The Supreme Court on Tuesday created a new deportation “loophole” for legal immigrants, ruling that the federal law mandating removal for those convicted of violent felonies is unconstitutionally “vague.”
Administration officials said the 5-4 decision will make it tougher to deport burglars convicted in California and child sex abusers convicted in New Jersey, based on the way those states’ laws are written.
President Trump said Congress must quickly step in and pass a new law cleaning up the confusion and making clear the government can oust people for those kinds of offenses.
“This is a public safety crisis that can only be fixed by Congress – House and Senate must quickly pass a legislative fix to ensure violent criminal aliens can be removed from our society,” the president said on Twitter.
Justice Neil M. Gorsuch — who sided with the four liberal-leaning justices in the ruling — explicitly left the door open to Congress to act, saying it should be up to lawmakers and not the courts to be explicit about the crimes that deserve automatic deportation for even legal immigrants.
“Congress might, for example, say that a conviction for any felony carrying a prison sentence of a specified length opens an alien to removal. Congress has done almost exactly this in other laws,” he wrote in a concurring opinion.
He and the liberal bloc said that if Congress wants to make legal immigrants deportable for lower-level felonies they can write those offenses into the law — but they can’t use a “vague” catch-all definition to cover any serious crimes they didn’t explicitly list.
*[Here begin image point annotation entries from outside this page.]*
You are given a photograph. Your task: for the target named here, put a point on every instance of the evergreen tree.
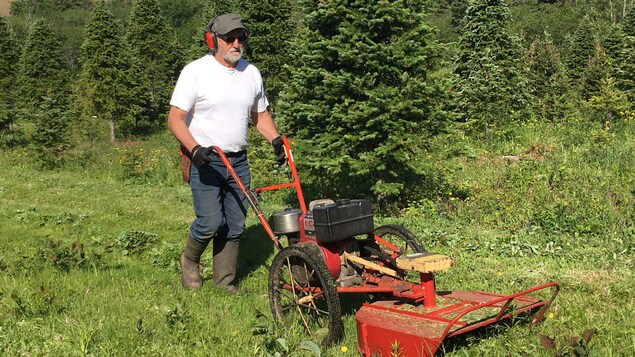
(582, 50)
(360, 98)
(489, 82)
(49, 139)
(629, 23)
(547, 79)
(108, 87)
(626, 63)
(271, 28)
(597, 70)
(154, 46)
(608, 103)
(41, 68)
(8, 60)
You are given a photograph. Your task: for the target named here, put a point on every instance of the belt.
(236, 154)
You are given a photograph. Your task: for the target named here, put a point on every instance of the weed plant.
(88, 252)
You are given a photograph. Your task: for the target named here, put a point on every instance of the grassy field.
(88, 253)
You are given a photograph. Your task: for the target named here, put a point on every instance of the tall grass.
(88, 252)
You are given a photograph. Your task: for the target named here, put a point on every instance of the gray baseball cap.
(226, 23)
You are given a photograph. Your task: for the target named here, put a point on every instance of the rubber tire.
(405, 240)
(303, 264)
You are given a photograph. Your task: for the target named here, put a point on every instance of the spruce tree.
(360, 97)
(582, 50)
(8, 59)
(626, 65)
(108, 87)
(271, 26)
(41, 68)
(50, 137)
(547, 80)
(489, 83)
(154, 46)
(596, 71)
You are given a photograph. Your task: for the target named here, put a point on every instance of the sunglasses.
(242, 38)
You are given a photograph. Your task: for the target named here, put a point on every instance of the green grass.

Clearly violent crimes like murder or sexual assault are still deportable offenses. But as are burglary, arson and extortion, which were listed. But Congress transgressed when also included any other crime “that presents a serious potential risk of physical injury to another,” the court ruled.
“It was too hard to tell what would qualify as a violent felony,” Justice Elena Kagan, who wrote the controlling opinion, said from the bench as she announced the decision.
It’s not clear how widespread the effects of the ruling will be. Most deportations currently involve illegal immigrants who never had permission to be in the U.S., while Tuesday’s case deals with legal permanent residents who committed crimes while here.
Justice Kagan said she expects the government to use other parts of existing law to deport some of the people they used to deport under the violent felony statute.
But Chief Justice John G. Roberts Jr., writing the main dissent, said the effects could be “significant.”
Not only did the government say this section of law is “critical” for deporting “dangerous criminal aliens,” he said, but other parts of the criminal code use the same language — such as deciding who’s banned from possessing a firearm. If the law is too vague in the immigration context, it could also be too vague in the gun context, the chief justice suggested.
Justice Clarence Thomas went even further, saying the court was treading on dangerous ground by scouring the law books for badly written laws.
“I continue to doubt that our practice of striking down statutes as unconstitutionally vague is consistent with the original meaning of the Due Process Clause,” he wrote.
The case before the court involved James Dimaya, a citizen of the Philippines who was admitted to the U.S. as a lawful permanent resident in 1992. He notched two convictions for burglary, and the government decided to deport him.
The case first came to the high court a year ago, at a time when there were just eight justices, and they were evenly divided. Justice Gorsuch, who joined the court after the case was heard, asked for a rehearing so he could break the tie.
In his concurring opinion Tuesday he said people have a right to know what penalties follow from different criminal offenses. He said the language in the law describing risk of physical harm left too much power in the hands of judges.
“How, on that vast spectrum, is anyone supposed to locate the ordinary case and say whether it includes a substantial risk of physical force?” he wrote. “The truth is, no one knows.”
The difficulty is that state laws vary widely. A burglary charge in one state might envision threat of force, where in another state it wouldn’t. Judges are required to look back at the original cases to try to figure out whether the crimes rise to the level of deportability.
The administration said under the new ruling, drug traffickers in Florida or child abusers in New Jersey could avoid removal.
But immigrant-rights advocates said the ruling brought some standards to the law.
“Now, before deporting someone, including a lawful permanent resident, the government will have to prove that a ‘crime of violence’ actually was violent,” said Jacinta Ma, director of policy at the National Immigration Forum. “This is a good step toward addressing problems with our immigration laws, but in the end, we need Congress to pass better laws.”
Indeed, both sides in the immigration debate have been demanding an overhaul of immigration laws for years. But they disagree on what it should look like, leaving a stalemate on Capitol Hill.
Tuesday’s ruling is the latest high court decision to throw hurdles to immigration enforcement. A 2001 case, known as the Zadvydas ruling, put a general six-month limit on how long people can be detained, forcing the government to release thousands of criminals back onto the streets each year when their home countries delay or refuse to accept them back.
Mr. Trump and top Homeland Security officials had already been pressing for Congress to fix that ruling.